What you could do (in close to O(n) time, if I'm not mistaken) is, parameterizing it with "limit", prepare / pre-compute an epsilon-free context-free grammar such as (for limit = 3),
Upto3 -> LimitOnes | LimitZeros
LimitOnes -> Zeros Ones LimitOnes | Zeros Ones | Zeros
LimitZeros -> Ones Zeros LimitZeros | Ones Zeros | Ones
Zeros -> Zero | Zero Zero | Zero Zero Zero
Ones -> One | One One | One One One
Zero -> 0
One -> 1
(please note: I don't claim it's the correct or simplest grammar you will want you use, but you can always fiddle / experiment with your own using the nifty Grammophone tool, by Michael Daines)

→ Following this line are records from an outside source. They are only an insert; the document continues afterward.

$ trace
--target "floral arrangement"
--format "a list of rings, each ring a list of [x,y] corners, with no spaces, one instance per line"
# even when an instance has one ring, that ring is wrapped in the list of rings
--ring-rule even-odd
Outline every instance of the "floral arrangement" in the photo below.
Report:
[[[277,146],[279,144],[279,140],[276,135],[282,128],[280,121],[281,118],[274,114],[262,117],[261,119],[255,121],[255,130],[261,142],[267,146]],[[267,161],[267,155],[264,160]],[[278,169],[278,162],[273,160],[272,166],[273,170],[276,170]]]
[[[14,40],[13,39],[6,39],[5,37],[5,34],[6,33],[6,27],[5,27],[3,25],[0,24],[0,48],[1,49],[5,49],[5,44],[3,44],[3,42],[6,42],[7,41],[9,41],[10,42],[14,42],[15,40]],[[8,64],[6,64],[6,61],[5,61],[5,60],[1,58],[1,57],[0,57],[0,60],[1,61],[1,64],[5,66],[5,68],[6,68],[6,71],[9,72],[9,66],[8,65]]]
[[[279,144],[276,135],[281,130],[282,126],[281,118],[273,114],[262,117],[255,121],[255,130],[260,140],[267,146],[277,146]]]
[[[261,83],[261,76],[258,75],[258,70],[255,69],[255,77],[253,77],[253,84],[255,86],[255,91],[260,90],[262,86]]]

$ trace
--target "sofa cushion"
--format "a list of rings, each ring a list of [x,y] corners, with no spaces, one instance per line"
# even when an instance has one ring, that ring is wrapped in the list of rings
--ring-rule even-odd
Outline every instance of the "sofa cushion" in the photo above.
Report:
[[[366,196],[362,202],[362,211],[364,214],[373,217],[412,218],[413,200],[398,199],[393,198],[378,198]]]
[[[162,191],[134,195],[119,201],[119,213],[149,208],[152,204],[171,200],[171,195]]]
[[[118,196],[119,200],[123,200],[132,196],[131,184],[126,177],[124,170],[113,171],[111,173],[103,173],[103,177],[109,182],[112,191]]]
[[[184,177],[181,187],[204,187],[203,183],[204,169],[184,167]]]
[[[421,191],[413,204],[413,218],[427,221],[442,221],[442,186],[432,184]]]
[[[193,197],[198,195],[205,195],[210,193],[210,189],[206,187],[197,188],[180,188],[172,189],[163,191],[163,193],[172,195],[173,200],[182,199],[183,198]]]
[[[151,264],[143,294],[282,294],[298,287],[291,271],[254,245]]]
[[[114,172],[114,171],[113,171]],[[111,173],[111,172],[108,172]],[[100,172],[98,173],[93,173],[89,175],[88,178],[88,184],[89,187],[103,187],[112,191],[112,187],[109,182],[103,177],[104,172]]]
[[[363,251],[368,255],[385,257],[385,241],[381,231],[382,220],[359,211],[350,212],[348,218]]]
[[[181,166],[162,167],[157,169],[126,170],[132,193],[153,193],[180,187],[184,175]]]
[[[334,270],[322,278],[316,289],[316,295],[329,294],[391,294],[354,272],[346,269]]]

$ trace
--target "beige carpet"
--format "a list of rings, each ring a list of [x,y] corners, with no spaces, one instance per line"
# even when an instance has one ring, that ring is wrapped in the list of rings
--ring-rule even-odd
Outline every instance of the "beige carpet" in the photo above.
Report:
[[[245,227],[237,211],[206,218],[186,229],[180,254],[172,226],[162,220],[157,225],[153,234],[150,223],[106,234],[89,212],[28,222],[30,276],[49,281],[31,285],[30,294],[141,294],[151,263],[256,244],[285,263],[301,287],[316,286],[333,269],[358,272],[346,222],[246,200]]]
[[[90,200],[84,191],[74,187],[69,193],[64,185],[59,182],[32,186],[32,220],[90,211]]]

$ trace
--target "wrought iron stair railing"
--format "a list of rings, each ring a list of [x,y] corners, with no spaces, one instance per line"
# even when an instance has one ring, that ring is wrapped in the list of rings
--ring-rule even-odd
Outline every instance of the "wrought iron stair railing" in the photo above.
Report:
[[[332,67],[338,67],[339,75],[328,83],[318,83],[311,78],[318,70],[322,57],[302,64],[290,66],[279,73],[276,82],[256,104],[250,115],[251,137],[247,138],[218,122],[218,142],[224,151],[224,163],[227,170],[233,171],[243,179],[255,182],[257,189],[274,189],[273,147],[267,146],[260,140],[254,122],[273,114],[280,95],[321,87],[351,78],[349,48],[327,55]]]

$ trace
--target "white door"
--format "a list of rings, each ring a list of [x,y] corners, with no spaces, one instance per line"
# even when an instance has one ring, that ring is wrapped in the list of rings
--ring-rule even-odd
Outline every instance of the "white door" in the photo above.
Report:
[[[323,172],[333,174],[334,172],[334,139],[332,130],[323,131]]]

where "Upto3" is the grammar's axiom / start symbol.
(The only two rules depending on N being Zeros -> ... and Ones -> ...)
Then, using such a pre-computed grammar (that you'll use for generation purposes instead of parsing), you can write a simple recursive function, which, starting from the start symbol, randomly picks one of the alternatives of the rules and applies it, by string concatenation, on an accumulator that it passes to itself (and that you'll have passed as the empty string for the top level call).
At each recursive call, it is trivial to decide (depending on N and the last known length of the accumulator) which alternative branch of the rules (aka, productions) -- LimitOnes, LimitZeros, Ones, or Zeros -- it is meaningful to follow (to not exceed N).
Eg,
N = 10, limit = 3:
start with Upto3 : accumulator = ""
from "Upto3", randomly pick "LimitZeros"
from "LimitZeros", apply "Ones", "Zeros" in "Ones Zeros LimitZeros" : accumulator = "100"
from "LimitZeros", apply "Ones", "Zeros" in "Ones Zeros LimitZeros" : accumulator = "100110"
etc, etc.
I let you figure out the implementation details.